That includes terrorism.

A despicable crime that has twice brought death and trauma to our streets in recent months, shattering innocent lives.

The horrific attacks at Fishmongers Hall and in Streatham – and the suffering they caused – were a stark reminder of the ongoing danger.

These senseless acts were committed by terrorists whose early release from prison we were powerless to block – and this brought home some hard truths.

The laws we inherited were simply not doing enough to protect our nation. An urgent change in approach was needed and this Government has not hesitated to make.

We refuse to allow those peddling hateful ideologies to return to our streets early and unchallenged.

It is simply not right that a terrorist can be released automatically before the end of their sentence.

The immediate action we took after the Streatham attack – which blocked the planned automatic release on licence of terrorists in prison – and todays landmark legislation will stop this for good.

It means no dangerous terrorist can ever be released without a proper risk assessment.

The most serious offenders will serve their full sentence behind bars and a minimum of 14 years in jail.

And when they are released, they will face stricter monitoring than ever before, including lie detector tests.

Fridays third anniversary of the Manchester Arena attack is a devastating reminder of the tragic toll of terrorism on this country.

It demonstrates why we must put the rights of innocent people above the rights of hate-fuelled extremists.
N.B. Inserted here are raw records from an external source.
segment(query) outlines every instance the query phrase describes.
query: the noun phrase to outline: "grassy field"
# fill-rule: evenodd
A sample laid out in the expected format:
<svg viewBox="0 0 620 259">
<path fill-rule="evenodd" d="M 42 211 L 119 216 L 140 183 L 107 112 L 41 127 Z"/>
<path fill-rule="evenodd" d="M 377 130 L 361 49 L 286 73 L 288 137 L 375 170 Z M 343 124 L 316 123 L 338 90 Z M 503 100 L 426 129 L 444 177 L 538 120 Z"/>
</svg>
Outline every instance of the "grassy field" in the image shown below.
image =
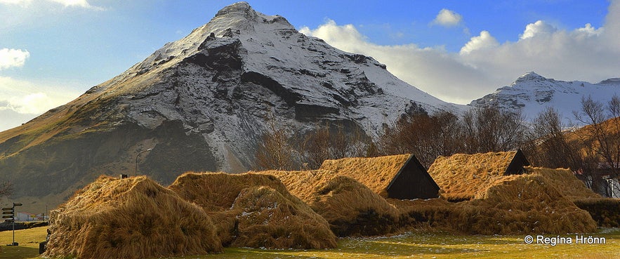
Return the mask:
<svg viewBox="0 0 620 259">
<path fill-rule="evenodd" d="M 39 258 L 39 242 L 46 227 L 15 231 L 19 246 L 0 248 L 0 258 Z M 590 234 L 588 234 L 590 235 Z M 602 230 L 593 237 L 605 237 L 605 244 L 526 244 L 525 236 L 454 235 L 446 232 L 411 233 L 391 237 L 345 238 L 338 247 L 326 250 L 266 250 L 225 248 L 224 253 L 186 256 L 198 258 L 618 258 L 620 229 Z M 586 235 L 586 237 L 588 235 Z M 557 236 L 546 236 L 555 237 Z M 569 237 L 575 241 L 575 236 Z M 12 241 L 11 231 L 0 232 L 0 244 Z M 536 243 L 536 241 L 534 241 Z M 172 259 L 172 258 L 171 258 Z"/>
</svg>

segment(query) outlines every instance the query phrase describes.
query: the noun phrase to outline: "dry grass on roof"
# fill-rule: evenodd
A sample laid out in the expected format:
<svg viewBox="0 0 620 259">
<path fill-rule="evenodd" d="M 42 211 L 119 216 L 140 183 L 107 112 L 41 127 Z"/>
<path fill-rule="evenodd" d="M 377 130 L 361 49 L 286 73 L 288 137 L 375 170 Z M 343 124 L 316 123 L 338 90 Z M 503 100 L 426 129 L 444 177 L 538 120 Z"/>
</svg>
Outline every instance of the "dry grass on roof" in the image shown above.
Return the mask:
<svg viewBox="0 0 620 259">
<path fill-rule="evenodd" d="M 596 223 L 572 197 L 591 192 L 565 169 L 528 168 L 530 174 L 497 176 L 473 193 L 474 199 L 388 201 L 411 220 L 435 230 L 476 234 L 588 233 Z"/>
<path fill-rule="evenodd" d="M 222 251 L 199 207 L 145 177 L 100 177 L 52 211 L 44 256 L 150 258 Z"/>
<path fill-rule="evenodd" d="M 561 187 L 561 186 L 560 186 Z M 540 175 L 505 176 L 459 204 L 457 228 L 479 234 L 591 233 L 596 223 Z M 475 215 L 475 216 L 473 216 Z"/>
<path fill-rule="evenodd" d="M 280 193 L 288 193 L 275 177 L 254 173 L 188 172 L 178 177 L 168 188 L 206 211 L 222 211 L 230 208 L 243 189 L 252 186 L 268 186 Z"/>
<path fill-rule="evenodd" d="M 546 168 L 540 167 L 526 167 L 527 173 L 539 175 L 546 178 L 549 182 L 571 201 L 577 199 L 602 198 L 591 189 L 586 187 L 583 181 L 575 177 L 570 169 Z"/>
<path fill-rule="evenodd" d="M 169 188 L 208 211 L 226 245 L 303 249 L 336 246 L 327 221 L 274 175 L 186 173 Z"/>
<path fill-rule="evenodd" d="M 428 174 L 449 200 L 467 200 L 502 177 L 516 152 L 439 157 Z"/>
<path fill-rule="evenodd" d="M 409 159 L 409 154 L 379 157 L 354 157 L 325 160 L 319 169 L 350 177 L 375 193 L 388 197 L 388 185 Z"/>
<path fill-rule="evenodd" d="M 357 180 L 331 171 L 265 171 L 310 205 L 338 236 L 374 236 L 399 228 L 400 212 Z"/>
</svg>

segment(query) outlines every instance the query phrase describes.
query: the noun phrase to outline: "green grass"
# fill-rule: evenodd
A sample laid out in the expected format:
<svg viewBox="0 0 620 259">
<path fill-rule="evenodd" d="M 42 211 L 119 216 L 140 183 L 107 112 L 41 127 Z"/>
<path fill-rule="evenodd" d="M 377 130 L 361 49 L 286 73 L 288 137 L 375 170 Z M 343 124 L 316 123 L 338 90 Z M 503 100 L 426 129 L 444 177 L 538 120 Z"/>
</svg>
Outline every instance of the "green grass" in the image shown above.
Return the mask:
<svg viewBox="0 0 620 259">
<path fill-rule="evenodd" d="M 2 246 L 0 258 L 39 258 L 39 242 L 46 227 L 15 231 L 19 246 Z M 593 237 L 605 237 L 605 244 L 526 244 L 525 236 L 470 236 L 447 232 L 410 233 L 392 237 L 344 238 L 338 247 L 326 250 L 267 250 L 227 248 L 218 255 L 173 259 L 209 258 L 617 258 L 620 229 L 606 229 Z M 556 237 L 547 235 L 546 237 Z M 571 237 L 574 241 L 574 235 Z M 0 244 L 12 241 L 11 232 L 0 232 Z M 173 258 L 169 258 L 173 259 Z"/>
<path fill-rule="evenodd" d="M 39 258 L 39 243 L 45 241 L 47 227 L 15 230 L 15 241 L 18 246 L 7 246 L 13 242 L 13 231 L 0 232 L 0 258 Z"/>
</svg>

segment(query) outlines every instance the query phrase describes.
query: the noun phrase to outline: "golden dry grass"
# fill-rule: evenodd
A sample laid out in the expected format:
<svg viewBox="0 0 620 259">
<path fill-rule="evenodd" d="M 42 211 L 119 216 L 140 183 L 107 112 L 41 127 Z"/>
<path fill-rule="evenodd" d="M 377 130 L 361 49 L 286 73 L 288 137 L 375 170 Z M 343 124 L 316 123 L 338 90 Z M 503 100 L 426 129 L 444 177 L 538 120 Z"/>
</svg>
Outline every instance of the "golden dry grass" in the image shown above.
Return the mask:
<svg viewBox="0 0 620 259">
<path fill-rule="evenodd" d="M 398 229 L 400 213 L 385 199 L 355 180 L 330 171 L 265 171 L 279 178 L 310 205 L 338 236 L 372 236 Z"/>
<path fill-rule="evenodd" d="M 569 171 L 532 168 L 528 171 L 532 173 L 489 178 L 480 189 L 473 188 L 475 195 L 468 201 L 388 201 L 412 220 L 426 223 L 418 227 L 482 234 L 587 233 L 596 230 L 590 214 L 571 200 L 592 193 L 583 190 Z"/>
<path fill-rule="evenodd" d="M 456 154 L 439 157 L 428 168 L 428 174 L 449 200 L 467 200 L 487 187 L 506 171 L 516 152 L 484 154 Z"/>
<path fill-rule="evenodd" d="M 209 217 L 145 177 L 100 177 L 51 213 L 47 257 L 145 258 L 222 251 Z"/>
<path fill-rule="evenodd" d="M 504 176 L 476 199 L 461 204 L 450 221 L 477 234 L 566 234 L 596 230 L 590 214 L 540 175 Z"/>
<path fill-rule="evenodd" d="M 169 188 L 208 211 L 225 244 L 269 248 L 336 247 L 329 225 L 275 176 L 187 173 Z"/>
<path fill-rule="evenodd" d="M 556 190 L 565 197 L 571 201 L 590 198 L 601 198 L 601 196 L 595 193 L 591 189 L 586 187 L 579 179 L 575 177 L 570 169 L 566 168 L 546 168 L 541 167 L 526 167 L 527 173 L 539 175 L 547 179 L 550 184 L 555 186 Z"/>
<path fill-rule="evenodd" d="M 319 169 L 355 179 L 375 193 L 388 197 L 386 188 L 410 154 L 325 160 Z M 441 187 L 441 185 L 440 185 Z"/>
</svg>

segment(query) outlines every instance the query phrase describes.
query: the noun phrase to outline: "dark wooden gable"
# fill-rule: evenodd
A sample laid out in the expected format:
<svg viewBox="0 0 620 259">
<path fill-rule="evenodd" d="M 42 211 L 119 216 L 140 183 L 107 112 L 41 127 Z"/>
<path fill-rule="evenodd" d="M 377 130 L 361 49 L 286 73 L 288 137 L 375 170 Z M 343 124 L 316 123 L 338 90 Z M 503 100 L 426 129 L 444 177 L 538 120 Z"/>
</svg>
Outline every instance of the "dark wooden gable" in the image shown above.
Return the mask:
<svg viewBox="0 0 620 259">
<path fill-rule="evenodd" d="M 506 171 L 503 175 L 510 175 L 522 174 L 523 172 L 525 171 L 523 166 L 529 166 L 529 161 L 525 158 L 525 155 L 523 154 L 521 150 L 517 150 L 517 152 L 515 153 L 515 157 L 513 157 L 513 160 L 510 161 L 510 164 L 508 164 L 508 167 L 506 168 Z"/>
<path fill-rule="evenodd" d="M 386 188 L 388 198 L 400 199 L 439 197 L 439 186 L 411 154 Z"/>
</svg>

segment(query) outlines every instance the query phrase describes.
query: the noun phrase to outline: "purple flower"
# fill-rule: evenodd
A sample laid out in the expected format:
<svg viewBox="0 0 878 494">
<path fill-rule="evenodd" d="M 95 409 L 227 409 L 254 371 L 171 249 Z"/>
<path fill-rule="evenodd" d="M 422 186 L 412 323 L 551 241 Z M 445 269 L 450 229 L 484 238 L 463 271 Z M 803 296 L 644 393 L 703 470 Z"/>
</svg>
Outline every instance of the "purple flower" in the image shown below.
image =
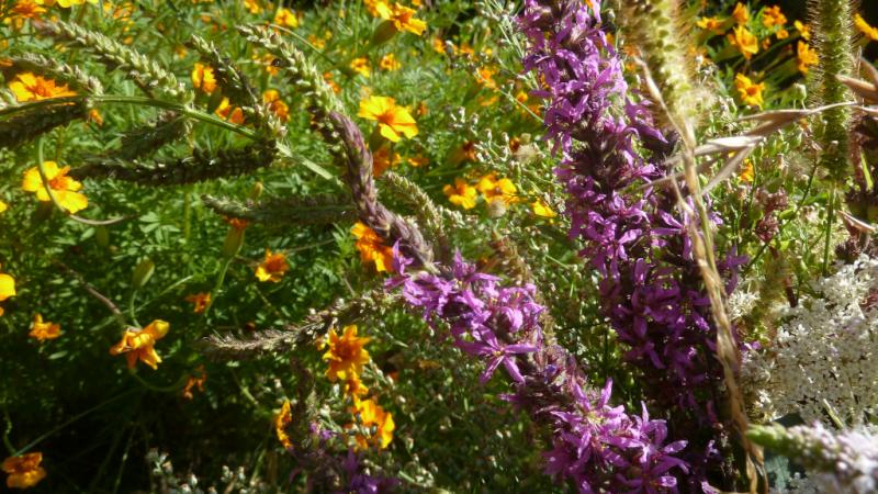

We owe it to the victims of terrorism, their families, and the law-abiding people of Britain, to keep these dangerous offenders off our streets.

And, when innocent people are tragically caught up in these evil attacks, we owe them the right support.

Terrorism is an attack on our way of life and we are unafraid to do more to protect our people.

Its time to get tough on terror.

These changes are strong and punitive – and we make no apologies for this.

If you seek to threaten our freedoms and way of life, your punishment will be tougher than ever before.